Sağlık Bakanı Recep Akdağ hayatı boyunca hiç Dolce&Gabbana mağazasına girmemiş belli ki. Eğer girse neden kilolu insanlara 'Şişko' demenin bir tür zayıflama motivasyonu olacağının günümüzde komik kaçtığını anlardı. Sayın Bakan, 'Şişko' falan diye dalga geçmeler anaokulunda kaldı.
Dahası, kilolu insanların kendilerini kötü hissetmelerini sağlamak için birilerinin 'Şişko' demesi de gerekmiyor.
Bütün bir dünya artık fazla kilosu olanları mutsuz etmek için dönüyor adeta.
'Şişko' falan bir önceki çağın taktikleriydi, pek bir işe de yaramadı. Biz şişmanlar hemen 'Şişko' ithamlarına karşı dokunulmazlık geliştirdik. Göbeğimiz olabilir ama zekamız da var.

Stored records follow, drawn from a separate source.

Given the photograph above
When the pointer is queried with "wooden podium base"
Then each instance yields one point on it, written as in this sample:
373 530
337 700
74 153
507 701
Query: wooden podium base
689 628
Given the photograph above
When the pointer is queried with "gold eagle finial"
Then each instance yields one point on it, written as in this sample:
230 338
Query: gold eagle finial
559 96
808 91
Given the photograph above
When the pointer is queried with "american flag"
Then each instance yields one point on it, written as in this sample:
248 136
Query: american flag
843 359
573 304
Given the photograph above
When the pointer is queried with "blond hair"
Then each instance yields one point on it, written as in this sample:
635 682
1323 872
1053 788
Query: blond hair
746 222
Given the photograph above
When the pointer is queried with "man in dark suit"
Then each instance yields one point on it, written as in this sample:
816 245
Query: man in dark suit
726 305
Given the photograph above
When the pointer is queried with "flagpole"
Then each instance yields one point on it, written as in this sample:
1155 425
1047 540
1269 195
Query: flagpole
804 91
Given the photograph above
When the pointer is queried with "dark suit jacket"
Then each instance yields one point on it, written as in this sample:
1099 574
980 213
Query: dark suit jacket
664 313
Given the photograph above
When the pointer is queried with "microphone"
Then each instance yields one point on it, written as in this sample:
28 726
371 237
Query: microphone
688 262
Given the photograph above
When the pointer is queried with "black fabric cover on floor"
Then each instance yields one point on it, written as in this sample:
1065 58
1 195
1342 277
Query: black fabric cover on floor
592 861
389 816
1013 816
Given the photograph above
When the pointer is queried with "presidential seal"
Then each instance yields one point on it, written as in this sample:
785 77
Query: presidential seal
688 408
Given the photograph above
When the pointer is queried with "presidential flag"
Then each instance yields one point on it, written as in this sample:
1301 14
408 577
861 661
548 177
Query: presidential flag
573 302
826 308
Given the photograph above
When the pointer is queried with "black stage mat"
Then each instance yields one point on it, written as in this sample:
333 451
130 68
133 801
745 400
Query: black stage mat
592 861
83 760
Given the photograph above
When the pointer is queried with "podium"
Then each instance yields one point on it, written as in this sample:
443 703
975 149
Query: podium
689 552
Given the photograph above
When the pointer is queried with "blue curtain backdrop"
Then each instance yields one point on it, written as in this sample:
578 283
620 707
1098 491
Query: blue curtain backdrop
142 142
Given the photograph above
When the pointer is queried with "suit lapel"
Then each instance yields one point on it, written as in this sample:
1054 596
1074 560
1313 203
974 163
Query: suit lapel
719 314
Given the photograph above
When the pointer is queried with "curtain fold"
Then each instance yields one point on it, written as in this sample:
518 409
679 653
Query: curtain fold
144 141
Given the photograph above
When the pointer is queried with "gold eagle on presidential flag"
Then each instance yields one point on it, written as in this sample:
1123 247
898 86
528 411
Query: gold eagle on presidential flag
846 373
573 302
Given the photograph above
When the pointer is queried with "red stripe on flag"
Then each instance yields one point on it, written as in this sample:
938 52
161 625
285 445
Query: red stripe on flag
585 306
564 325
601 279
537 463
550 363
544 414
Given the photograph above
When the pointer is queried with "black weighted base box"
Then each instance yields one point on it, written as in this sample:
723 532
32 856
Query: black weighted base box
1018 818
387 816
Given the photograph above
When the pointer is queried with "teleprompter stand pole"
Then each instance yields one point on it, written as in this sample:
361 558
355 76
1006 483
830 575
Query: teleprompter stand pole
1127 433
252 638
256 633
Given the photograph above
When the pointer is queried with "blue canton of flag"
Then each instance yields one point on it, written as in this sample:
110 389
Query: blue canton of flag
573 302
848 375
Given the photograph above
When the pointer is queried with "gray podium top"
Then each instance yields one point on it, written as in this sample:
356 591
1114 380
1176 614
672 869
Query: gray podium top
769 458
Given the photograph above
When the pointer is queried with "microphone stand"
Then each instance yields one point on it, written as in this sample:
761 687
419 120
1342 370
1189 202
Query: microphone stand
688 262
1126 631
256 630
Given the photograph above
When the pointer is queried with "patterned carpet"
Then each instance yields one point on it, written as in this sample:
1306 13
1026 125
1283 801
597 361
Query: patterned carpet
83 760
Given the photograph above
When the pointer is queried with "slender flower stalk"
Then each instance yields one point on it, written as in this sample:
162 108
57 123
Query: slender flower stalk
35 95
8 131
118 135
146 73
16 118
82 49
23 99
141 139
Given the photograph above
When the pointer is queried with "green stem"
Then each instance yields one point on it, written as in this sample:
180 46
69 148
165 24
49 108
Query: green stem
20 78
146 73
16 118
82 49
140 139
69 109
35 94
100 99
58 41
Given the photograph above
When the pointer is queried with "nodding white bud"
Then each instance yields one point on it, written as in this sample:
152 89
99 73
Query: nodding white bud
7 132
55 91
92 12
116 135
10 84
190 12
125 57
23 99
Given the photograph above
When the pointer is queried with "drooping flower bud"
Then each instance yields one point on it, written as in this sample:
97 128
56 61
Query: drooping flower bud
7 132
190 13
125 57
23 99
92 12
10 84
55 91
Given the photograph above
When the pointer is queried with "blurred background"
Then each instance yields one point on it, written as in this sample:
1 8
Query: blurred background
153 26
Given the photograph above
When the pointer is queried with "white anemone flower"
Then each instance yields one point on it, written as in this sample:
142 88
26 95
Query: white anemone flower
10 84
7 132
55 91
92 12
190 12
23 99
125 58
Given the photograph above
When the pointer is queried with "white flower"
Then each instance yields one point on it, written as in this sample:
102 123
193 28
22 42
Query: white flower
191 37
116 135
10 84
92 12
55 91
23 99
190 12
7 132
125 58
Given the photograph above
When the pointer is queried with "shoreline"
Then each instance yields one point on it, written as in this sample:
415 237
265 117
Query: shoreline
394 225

Ayrıca bugüne kadar kendisine 'Şişko' deyince hırslanıp kilo veren herhangi birini de görmedim. Ama bir Dolce&Gabbana kıyafete girebilmek için yeme içmeden kesilen çok kişi var bu dünyada.
Günümüzde ayrımcılık sadece dil, din, ırk bazında yapılmıyor. Artık kilolu olmak da modern zamanlarda ırkçılığa maruz kalma nedeni. Bunun en net yansımalarını da moda dünyasında görüyoruz. Makas ustaları büyük emek harcadıkları kıyafetlerini vücudu mükemmel olmayan insanlarda görmek istemiyor, onları tamamen görmezden geliyor, kusursuz bir azınlık için çalışıyor.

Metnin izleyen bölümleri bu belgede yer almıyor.